А если бы ты знал, о достойный глуповец, какой страшной, неслыханной борьбы стоило Постукину его воздержание! Он несколько месяцев сряду умирал ежемгновенно, и все молчал, и все курил трубку, и все хотел что-то высказать… и не высказал! С тем мы его и похоронили. Только напоследях, перед самой своей кончиной, он собрал своих челядинцев и сказал им:
— Ну, подлецы, прощайте! По крайней мере, не при мне…
Но и тут не досказал, и тут сама судьба не допустила его отдать на поругание тайну его сердца.
Отчего у другого моего соседа, отставного прапорщика Сидорова, прислуга вдруг объявила, что не хочет кислого молока хлебать? Изменилось ли свойство молока? Сделались ли желудки менее устойчивыми? Ни то, ни другое. Еще вчера ела прислуга то же самое молоко, ела, и вид здоровый и бодрый имела. Ели это самое молоко отцы, ели дедушки, а никогда-таки на животы не жаловались, — и вдруг словно вот оборвалось! Тщетно господин Сидоров уговаривает их: «что, мол, вы, сударики, — вафель, что ли, вам хочется?» Тщетно он подбегает то к одному, то к другому: «а ну-ко, Егор!» — «а ну-ко, Прохор!»… Увы! ни в ком не находит он никакого раскаяния! Что ж изменилось? Опять-таки изменилась одна атмосфера: «Не ешь, братцы, молока!» — да и шабаш!

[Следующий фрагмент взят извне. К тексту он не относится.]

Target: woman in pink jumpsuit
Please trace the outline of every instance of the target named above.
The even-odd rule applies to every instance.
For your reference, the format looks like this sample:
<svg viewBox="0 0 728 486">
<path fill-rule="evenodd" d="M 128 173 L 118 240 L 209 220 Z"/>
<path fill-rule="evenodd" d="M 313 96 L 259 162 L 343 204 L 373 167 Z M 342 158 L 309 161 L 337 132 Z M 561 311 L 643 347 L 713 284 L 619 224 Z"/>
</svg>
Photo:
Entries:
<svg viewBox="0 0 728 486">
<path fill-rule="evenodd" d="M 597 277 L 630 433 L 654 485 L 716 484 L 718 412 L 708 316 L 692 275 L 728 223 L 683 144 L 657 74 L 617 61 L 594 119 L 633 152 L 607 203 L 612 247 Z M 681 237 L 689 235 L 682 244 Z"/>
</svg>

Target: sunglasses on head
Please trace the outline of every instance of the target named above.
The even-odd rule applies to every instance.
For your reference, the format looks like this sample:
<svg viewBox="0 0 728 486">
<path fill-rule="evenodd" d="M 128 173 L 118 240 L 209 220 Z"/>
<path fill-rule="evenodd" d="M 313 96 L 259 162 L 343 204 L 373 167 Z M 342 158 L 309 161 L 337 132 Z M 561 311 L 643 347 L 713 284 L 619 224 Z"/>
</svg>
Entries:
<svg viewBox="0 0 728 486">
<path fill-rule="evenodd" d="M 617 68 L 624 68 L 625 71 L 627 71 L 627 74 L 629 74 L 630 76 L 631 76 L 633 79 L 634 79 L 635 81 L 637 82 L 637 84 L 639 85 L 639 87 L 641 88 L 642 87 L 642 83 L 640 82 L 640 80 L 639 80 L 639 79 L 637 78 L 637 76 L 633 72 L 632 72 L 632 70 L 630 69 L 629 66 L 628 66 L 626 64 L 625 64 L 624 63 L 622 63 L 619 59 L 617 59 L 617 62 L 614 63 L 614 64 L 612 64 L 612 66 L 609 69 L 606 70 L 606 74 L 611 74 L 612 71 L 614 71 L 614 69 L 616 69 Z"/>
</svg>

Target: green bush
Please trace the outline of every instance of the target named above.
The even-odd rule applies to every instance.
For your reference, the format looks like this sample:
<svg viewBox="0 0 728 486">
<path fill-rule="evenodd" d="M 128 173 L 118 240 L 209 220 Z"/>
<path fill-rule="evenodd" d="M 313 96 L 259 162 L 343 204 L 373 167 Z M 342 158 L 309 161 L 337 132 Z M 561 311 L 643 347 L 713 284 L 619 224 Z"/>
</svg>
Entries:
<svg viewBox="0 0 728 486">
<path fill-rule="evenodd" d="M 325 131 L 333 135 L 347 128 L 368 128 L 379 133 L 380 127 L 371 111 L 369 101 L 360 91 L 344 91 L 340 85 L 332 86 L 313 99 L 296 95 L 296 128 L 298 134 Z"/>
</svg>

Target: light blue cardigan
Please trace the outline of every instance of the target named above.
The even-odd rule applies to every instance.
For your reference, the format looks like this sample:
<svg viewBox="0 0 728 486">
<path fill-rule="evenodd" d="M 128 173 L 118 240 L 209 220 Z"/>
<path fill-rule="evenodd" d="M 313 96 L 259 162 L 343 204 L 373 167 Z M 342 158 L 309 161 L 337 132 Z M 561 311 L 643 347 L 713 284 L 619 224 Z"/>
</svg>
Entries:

Отчего ключница Матрена, видевшая прежде во сне, что доит коров либо на погреб за огурцами ходит, с некоторого времени видит, что гуляет в саду по цветам? Оттого, что атмосфера изменилась.
Отчего госпожа Антонова, как только войдет в комнату истопник Степушка, тотчас же прерывает интересный разговор и предупреждает своего собеседника: «парле франсе, доместик иси»? Оттого, что атмосфера изменилась.
Многие глуповцы, пораженные столь неожиданными для них явлениями, прежде всего ищут объяснить их себе чисто внешним образом. Им все кажется, что тут действуют какие-то зачинщики и подстрекатели, без тайных козней которых все шло бы как по маслу. Так, например, господин Сидоров утверждает, что начало всей смуте положил Егорка-Лысый, а госпожа Антонова божится и клянется, что перемена в характере сновидений ключницы Матрены произошла именно с тех пор, как эта подлая тварь снюхалась с подлецом Ионкой. Приятель мой Удар-Ерыгин идет в этом случае еще дальше. Когда до его сведения доходит слух о подобной смуте, он даже не дает себе труда разобрать, в чем дело, но просто-напросто приказывает отобрать пяток или десяток зачинщиков.
Однако опыт и добросовестные исследования самым положительным образом доказывают, что подобный способ оценки явлений совершенно несостоятелен.
Допустим, что Егорка-Лысый действительно первый сказал: «Не ешь, братцы, кислого молока!», но почему ж он сказал это? Почему он вчера не говорил ничего, а нынче сказал? Почему, наконец, не предположить и того, что если бы Егорка, на одну только минуту, прикусил себе язык, то эти же самые слова не были бы высказаны прежде его Антипкой или Прошкой? А может быть, Егорка дал еще довольно умеренную форму требованиям, долгое время таившимся на дне всех вообще сердец Прошкиных? А может быть, не вырази этого требования Егорка, выразил бы его Филька-Косач, и тогда бог весть, какая вышла бы из этого кутерьма? А может быть, Егорка явился еще миротворцем; может быть, своим вмешательством он еще спас дело?